In his keynote at the European Identity Conference in 2016, Ian Glazer from Salesforce mentioned that this is the TCP/IP moment in identity. He talked about open standards (i.e., SAML, OpenID Connect, OAuth, SCIM, XACML, etc.) in the identity domain, and how they are going to be part of every product. Identity vendors cannot gain a competitive advantage by merely supporting open standards, and RFPs looking for identity products will not even worry about asking support for these standards.

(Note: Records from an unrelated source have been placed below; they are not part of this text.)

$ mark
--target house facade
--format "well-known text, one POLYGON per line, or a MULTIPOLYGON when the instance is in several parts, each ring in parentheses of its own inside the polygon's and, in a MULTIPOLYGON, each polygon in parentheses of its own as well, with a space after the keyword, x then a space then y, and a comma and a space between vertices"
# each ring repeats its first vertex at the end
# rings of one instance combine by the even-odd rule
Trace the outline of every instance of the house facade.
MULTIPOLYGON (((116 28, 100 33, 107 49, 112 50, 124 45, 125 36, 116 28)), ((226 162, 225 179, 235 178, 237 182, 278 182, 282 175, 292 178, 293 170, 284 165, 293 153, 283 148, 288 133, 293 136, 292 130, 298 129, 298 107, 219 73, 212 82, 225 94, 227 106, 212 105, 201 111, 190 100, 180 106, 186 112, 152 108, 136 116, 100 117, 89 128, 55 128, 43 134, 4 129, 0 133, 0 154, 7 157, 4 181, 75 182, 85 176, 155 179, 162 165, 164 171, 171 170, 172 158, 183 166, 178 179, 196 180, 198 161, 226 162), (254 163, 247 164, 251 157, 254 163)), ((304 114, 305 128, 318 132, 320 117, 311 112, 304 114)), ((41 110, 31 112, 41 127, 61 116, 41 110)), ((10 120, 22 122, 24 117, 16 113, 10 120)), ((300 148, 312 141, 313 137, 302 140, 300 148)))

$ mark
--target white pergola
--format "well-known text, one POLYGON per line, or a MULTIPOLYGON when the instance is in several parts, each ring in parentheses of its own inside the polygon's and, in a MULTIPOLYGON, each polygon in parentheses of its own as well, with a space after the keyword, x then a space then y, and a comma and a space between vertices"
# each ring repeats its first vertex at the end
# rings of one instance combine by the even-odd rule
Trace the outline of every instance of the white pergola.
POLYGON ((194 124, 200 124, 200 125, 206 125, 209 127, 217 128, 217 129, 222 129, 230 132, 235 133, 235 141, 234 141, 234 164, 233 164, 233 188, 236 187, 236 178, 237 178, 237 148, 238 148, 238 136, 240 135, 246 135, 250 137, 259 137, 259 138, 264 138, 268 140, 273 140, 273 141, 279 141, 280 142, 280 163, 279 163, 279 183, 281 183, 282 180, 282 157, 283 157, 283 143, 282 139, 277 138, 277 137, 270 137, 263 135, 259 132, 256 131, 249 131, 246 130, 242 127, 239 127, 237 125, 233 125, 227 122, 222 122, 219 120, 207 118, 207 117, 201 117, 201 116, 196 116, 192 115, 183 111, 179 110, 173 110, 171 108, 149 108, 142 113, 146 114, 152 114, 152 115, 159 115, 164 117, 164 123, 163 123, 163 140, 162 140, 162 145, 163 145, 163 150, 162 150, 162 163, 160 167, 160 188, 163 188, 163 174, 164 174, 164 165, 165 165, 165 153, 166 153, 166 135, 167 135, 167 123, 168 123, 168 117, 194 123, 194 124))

“WSO2 Identity Server has support for OpenID Connect and OAuth 2.0, the types of standards that set us up internally to consolidate development approaches. Single sign-on, federated login through social, and other functions, that’s what WSO2 enables us to do now.” ~ Chief global architect, healthcare technology, The Total Economic Impact Of WSO2 Identity Server by Forrester Consulting, commissioned by WSO2, April 2021

The next TCP/IP moment in identity

Developers do not worry about building a TCP/IP stack (or even worry about TCP/IP) while building software. We believe identity integrations with business applications and systems need to be developer-first (or developer-focused) with the right level of abstractions and tools. And, doing that right would be the next TCP/IP moment in identity. This will free developers from worrying about the complexities in identity integrations.

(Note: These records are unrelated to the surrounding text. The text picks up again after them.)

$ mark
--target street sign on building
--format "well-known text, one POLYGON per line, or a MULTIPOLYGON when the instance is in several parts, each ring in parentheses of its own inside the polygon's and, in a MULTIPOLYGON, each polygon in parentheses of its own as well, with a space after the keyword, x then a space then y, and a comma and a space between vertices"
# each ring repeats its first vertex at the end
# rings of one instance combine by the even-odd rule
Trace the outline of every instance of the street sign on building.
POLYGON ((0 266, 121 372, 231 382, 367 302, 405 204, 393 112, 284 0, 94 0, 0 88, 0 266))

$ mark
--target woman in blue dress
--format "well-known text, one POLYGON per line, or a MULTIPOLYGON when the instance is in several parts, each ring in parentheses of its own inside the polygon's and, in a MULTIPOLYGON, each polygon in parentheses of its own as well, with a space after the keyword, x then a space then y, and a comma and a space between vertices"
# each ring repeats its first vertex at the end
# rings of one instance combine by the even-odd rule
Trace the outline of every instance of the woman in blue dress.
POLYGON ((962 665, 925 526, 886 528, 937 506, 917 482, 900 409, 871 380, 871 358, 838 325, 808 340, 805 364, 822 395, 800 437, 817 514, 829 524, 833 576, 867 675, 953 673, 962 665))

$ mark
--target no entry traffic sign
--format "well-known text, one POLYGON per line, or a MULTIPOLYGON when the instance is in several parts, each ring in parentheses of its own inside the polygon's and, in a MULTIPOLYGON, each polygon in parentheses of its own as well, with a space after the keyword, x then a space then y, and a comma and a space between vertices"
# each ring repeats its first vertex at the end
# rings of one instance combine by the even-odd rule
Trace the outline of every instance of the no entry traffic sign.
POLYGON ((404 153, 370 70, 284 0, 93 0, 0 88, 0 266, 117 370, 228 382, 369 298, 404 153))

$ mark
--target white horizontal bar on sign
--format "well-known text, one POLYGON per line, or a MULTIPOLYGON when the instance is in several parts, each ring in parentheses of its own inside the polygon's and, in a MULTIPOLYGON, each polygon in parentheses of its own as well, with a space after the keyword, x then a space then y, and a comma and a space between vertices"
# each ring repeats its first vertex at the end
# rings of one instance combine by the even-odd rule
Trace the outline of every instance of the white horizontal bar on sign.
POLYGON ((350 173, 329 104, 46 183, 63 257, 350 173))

“WSO2 [Identity Server] has clearly been built from open source best practices. Our developers and engineers are familiar with an open standard, so it’s very easy for them to get our customer identities onboarded quickly and efficiently.” ~ Sr. manager, engineering, healthcare manufacturing, The Total Economic Impact Of WSO2 Identity Server by Forrester Consulting, commissioned by WSO2, April 2021

Developer-first IAM

The single identity administrator role has started diminishing, and the role of the developer is becoming more prominent in identity integrations. These developers need a better abstraction over core identity concepts. Developer-first IAM is the way to realize the next TCP/IP moment in identity.

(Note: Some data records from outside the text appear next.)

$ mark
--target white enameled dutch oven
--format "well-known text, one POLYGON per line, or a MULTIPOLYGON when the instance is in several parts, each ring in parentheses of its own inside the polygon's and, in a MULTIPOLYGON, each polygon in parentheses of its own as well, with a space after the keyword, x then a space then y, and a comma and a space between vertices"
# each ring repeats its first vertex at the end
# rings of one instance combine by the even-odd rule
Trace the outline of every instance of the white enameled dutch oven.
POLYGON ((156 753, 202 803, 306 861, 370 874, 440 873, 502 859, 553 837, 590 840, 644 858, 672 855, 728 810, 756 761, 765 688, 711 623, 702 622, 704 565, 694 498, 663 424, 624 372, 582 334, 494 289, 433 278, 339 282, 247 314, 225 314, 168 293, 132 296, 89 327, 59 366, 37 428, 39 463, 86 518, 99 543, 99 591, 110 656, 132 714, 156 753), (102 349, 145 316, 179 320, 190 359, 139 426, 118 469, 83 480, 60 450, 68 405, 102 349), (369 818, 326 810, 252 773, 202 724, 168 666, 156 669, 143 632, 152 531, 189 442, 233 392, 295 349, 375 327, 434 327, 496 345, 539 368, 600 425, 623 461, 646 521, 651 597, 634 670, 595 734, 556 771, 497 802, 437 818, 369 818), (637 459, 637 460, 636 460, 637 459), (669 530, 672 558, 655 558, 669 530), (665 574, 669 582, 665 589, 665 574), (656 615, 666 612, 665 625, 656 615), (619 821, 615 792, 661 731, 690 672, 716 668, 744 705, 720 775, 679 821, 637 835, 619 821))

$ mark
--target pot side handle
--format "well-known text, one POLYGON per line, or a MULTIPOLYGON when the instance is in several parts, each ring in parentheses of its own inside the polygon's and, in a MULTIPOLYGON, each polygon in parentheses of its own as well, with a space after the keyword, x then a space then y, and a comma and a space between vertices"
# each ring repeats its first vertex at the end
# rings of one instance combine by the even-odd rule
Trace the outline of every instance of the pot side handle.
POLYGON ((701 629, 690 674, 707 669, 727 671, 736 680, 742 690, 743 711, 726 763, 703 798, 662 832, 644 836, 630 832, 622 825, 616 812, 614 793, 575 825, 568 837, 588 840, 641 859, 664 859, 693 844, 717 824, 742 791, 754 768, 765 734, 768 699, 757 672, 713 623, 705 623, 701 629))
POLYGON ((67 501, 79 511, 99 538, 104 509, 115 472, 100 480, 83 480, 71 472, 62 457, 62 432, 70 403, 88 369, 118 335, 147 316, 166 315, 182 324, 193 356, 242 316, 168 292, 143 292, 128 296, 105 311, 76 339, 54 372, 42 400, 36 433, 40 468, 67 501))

In the consumer identity space, enterprises bring in their unique requirements. In many cases, they look for a product that can be used to build an agile, event-driven consumer identity (CIAM) platform that can flex to meet frequently changing business requirements.

A developer-first IAM product builds an abstraction over the core identity concepts in the form of APIs and SDKs, provides tools for troubleshooting, has the ability to integrate with the organization’s build pipeline, carries the right level of developer experience, and has the ability to extend the product’s core capabilities to fit into an organization’s complex IAM requirements.

As every company is becoming a software company, and starting to build their competitive advantages on the software they build, developer-first IAM will free developers from inherent complexities in doing identity integrations. That’s the next TCP/IP moment in identity, and the developer domination has begun!